As an expert, professional speaker and financial journalist covering student loans and all things paying for college, I often get questions from parents and students about financial aid. These are the myths I find families are believing that you can dispel when speaking to them during orientation and by talking to high school counselors. You’ll also see what I tell families when they bring up these topics.  

My parents are too well off for me to fill out the FAFSA

Students think they won’t qualify for student loans if their parents make an amount they’ve randomly decided is too much to receive grants or student loans. What they don’t realize is often the numbers used on their FAFSA also may be the starting qualifiers for scholarships and other financial aid.

My response: I give them an example such as Harvard where a family of four with a combined family income of $200,000 may still qualify for some financial aid. I also give them the link to this article which lists the links for 300 college’s net price calculators.

Private schools are always more expensive

Families look at sticker prices listed by colleges and universities and may eliminate a school from their list. The problem? Every school gives a different amount of financial awards.

My response: I show them data about how Ivy League schools offer a tremendous amount of aid, and they should apply to a variety of schools. Then, compare financial aid award letters.

529 plan savings will hurt my chances of getting aid

The last thing anyone wants is for families to start thinking saving for college is a bad idea. While 529 plan savings may impact financial aid, it generally doesn’t impact students enough to forego saving for college.

My response: I tell them to read my article titled How Colleges Consider 529 Plans in Need-Based Financial Aid to understand how universities consider 529 plans within their calculations. I also remind them that they might miss out on state grants that award families for saving for college.

Anything listed on my financial aid award is free money

Sometimes families look at the bottom line of what they’re expected to pay post all financial aid, assuming that everything is free money. Some of this is likely going to be student loans.
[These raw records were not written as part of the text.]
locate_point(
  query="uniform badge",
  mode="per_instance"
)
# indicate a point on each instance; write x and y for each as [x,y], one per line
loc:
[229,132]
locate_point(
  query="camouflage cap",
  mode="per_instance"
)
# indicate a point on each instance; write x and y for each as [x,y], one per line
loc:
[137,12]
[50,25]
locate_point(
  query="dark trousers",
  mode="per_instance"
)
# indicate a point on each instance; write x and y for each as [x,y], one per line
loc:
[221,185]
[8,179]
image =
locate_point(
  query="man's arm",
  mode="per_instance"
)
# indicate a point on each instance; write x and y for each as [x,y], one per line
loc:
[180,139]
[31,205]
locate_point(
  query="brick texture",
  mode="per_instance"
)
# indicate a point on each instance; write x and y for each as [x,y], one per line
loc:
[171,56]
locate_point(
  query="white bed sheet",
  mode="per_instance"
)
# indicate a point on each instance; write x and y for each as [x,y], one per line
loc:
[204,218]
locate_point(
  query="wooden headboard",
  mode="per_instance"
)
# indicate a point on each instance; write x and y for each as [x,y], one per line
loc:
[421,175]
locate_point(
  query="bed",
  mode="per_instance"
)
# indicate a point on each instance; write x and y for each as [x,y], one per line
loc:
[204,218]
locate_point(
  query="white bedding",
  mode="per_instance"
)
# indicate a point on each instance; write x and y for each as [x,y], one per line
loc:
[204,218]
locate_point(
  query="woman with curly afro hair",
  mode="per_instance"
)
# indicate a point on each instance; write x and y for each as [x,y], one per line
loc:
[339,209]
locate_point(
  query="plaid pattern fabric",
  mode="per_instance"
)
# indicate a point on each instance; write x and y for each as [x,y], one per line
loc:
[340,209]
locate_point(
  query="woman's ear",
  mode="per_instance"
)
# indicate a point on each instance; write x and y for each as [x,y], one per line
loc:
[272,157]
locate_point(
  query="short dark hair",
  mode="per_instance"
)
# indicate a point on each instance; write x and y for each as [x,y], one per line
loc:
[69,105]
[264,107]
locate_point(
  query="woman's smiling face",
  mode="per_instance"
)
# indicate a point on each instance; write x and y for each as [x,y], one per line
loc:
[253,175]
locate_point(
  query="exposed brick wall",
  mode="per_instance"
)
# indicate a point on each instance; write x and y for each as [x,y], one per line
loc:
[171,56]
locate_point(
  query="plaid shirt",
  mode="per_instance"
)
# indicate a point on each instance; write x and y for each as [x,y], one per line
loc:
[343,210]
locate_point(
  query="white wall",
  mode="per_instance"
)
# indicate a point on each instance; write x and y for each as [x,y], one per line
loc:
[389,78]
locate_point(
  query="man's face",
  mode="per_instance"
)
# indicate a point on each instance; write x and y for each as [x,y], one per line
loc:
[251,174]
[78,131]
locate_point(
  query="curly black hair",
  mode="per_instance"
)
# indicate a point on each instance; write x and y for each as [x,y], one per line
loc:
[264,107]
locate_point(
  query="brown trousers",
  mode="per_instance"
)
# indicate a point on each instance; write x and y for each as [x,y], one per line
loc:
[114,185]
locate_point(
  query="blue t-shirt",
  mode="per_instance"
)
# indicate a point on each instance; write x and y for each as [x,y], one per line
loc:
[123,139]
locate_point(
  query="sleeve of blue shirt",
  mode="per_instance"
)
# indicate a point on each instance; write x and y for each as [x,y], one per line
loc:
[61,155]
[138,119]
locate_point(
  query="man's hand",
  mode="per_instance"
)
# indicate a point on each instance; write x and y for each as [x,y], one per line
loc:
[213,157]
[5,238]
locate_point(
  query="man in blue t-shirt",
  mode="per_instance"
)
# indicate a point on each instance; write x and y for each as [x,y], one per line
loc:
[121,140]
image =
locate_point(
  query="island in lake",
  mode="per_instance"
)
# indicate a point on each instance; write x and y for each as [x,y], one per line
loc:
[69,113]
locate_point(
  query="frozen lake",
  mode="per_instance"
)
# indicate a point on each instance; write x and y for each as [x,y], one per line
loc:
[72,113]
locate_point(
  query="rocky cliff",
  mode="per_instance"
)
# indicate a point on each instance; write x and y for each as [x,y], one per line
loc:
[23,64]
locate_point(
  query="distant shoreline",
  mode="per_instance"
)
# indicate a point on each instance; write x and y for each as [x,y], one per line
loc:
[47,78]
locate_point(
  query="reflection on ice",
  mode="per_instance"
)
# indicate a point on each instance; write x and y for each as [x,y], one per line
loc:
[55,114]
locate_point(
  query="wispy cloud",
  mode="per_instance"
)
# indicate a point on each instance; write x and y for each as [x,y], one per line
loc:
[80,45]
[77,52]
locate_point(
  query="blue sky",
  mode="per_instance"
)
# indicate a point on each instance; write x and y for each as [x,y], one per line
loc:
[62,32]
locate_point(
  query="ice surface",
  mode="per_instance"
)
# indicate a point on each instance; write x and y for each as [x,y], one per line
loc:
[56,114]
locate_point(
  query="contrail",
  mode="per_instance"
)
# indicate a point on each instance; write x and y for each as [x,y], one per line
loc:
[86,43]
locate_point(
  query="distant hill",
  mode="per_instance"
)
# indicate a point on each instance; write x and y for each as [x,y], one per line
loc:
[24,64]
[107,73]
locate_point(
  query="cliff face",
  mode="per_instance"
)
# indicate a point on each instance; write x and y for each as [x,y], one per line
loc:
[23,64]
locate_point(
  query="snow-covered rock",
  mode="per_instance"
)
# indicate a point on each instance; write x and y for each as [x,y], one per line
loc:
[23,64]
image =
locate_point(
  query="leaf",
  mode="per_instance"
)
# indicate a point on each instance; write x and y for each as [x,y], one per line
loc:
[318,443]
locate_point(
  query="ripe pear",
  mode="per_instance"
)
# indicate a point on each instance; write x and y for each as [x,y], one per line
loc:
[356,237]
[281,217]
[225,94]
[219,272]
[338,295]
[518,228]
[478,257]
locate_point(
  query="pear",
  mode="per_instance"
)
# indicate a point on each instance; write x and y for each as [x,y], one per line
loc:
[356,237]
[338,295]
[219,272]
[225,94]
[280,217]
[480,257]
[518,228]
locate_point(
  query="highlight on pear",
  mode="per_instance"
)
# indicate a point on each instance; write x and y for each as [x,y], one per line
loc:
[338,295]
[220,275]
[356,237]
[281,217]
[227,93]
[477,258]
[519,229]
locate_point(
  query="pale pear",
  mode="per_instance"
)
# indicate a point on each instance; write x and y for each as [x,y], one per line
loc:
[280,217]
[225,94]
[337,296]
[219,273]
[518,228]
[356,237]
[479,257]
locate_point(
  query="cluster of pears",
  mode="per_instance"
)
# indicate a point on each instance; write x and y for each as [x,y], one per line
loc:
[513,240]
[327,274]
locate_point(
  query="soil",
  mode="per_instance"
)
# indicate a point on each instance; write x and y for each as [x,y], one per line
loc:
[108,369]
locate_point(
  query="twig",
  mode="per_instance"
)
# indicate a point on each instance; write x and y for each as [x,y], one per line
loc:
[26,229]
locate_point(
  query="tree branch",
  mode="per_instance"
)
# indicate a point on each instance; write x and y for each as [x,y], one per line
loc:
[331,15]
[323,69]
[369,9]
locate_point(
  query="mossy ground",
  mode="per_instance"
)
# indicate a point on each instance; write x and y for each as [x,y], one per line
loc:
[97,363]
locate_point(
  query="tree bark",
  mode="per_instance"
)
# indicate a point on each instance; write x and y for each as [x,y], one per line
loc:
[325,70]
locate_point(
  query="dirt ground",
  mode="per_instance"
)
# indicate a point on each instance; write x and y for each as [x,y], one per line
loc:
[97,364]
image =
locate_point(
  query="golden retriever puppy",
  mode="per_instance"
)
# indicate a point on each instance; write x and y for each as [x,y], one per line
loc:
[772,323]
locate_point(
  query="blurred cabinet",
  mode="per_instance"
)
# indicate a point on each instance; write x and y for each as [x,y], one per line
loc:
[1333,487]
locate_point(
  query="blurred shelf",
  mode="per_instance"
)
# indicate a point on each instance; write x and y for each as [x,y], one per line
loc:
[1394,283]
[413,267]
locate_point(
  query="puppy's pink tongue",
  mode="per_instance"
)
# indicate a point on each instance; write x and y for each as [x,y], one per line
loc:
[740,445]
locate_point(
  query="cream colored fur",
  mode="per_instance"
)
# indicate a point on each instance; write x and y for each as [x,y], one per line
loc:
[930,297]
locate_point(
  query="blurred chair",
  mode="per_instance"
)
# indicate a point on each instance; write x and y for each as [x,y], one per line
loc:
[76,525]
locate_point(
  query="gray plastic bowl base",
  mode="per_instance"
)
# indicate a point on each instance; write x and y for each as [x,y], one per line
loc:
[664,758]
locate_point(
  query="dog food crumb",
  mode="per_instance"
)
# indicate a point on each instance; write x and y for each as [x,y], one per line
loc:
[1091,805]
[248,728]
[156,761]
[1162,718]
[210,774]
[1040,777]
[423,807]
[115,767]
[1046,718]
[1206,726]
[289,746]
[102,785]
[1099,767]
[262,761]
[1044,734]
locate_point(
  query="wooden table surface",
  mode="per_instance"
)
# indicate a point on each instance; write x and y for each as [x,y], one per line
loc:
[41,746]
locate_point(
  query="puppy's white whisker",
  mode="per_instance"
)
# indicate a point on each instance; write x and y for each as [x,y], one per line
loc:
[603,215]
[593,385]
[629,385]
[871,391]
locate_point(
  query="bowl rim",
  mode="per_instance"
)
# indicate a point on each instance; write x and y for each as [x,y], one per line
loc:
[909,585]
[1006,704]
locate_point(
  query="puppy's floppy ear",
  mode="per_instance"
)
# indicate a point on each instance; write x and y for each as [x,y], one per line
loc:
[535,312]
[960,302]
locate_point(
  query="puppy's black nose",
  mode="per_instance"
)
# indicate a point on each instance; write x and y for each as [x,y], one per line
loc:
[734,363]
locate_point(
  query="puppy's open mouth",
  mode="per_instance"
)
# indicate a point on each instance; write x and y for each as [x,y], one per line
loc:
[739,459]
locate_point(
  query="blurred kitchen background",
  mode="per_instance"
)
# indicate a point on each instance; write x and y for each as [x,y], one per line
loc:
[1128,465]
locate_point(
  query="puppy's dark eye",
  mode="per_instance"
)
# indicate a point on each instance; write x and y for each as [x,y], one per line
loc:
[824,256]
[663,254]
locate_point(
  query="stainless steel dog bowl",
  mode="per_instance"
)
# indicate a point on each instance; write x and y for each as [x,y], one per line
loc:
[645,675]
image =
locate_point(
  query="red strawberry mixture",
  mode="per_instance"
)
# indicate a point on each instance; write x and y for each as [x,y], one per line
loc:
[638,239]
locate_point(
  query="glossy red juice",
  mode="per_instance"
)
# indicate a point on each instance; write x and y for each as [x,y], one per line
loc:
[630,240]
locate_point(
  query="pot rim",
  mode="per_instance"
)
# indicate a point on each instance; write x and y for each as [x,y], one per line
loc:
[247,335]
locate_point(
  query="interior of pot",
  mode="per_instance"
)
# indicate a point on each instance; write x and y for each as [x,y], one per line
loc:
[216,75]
My response: Read the financial award letter in its entirety and study each section of the award letter. I recommend Kim Clark’s for families to gain an understanding of how to compare award letters. Then I tell families to create their own chart with categories such as student loan borrowed to truly compare the cost of one school to another.

I’m not responsible for my child’s private student loans

I’ve had many parents tell me they don’t want to borrow parent loans because the private loan is in their child’s name. We know the cosigner of a private loan is just as responsible for the loan as a student.

My response: Parent loans have more options for payment plans and temporary payment breaks than private loans. Only choose private loans if the interest rate is low and you’re borrowing less than $10,000 that you could afford to pay back in a period less than 5 years if your child didn’t. Also, if getting a private loan, look for a clause that gives your child a way to remove the cosigner, meaning you, after a specified number of on-time payments.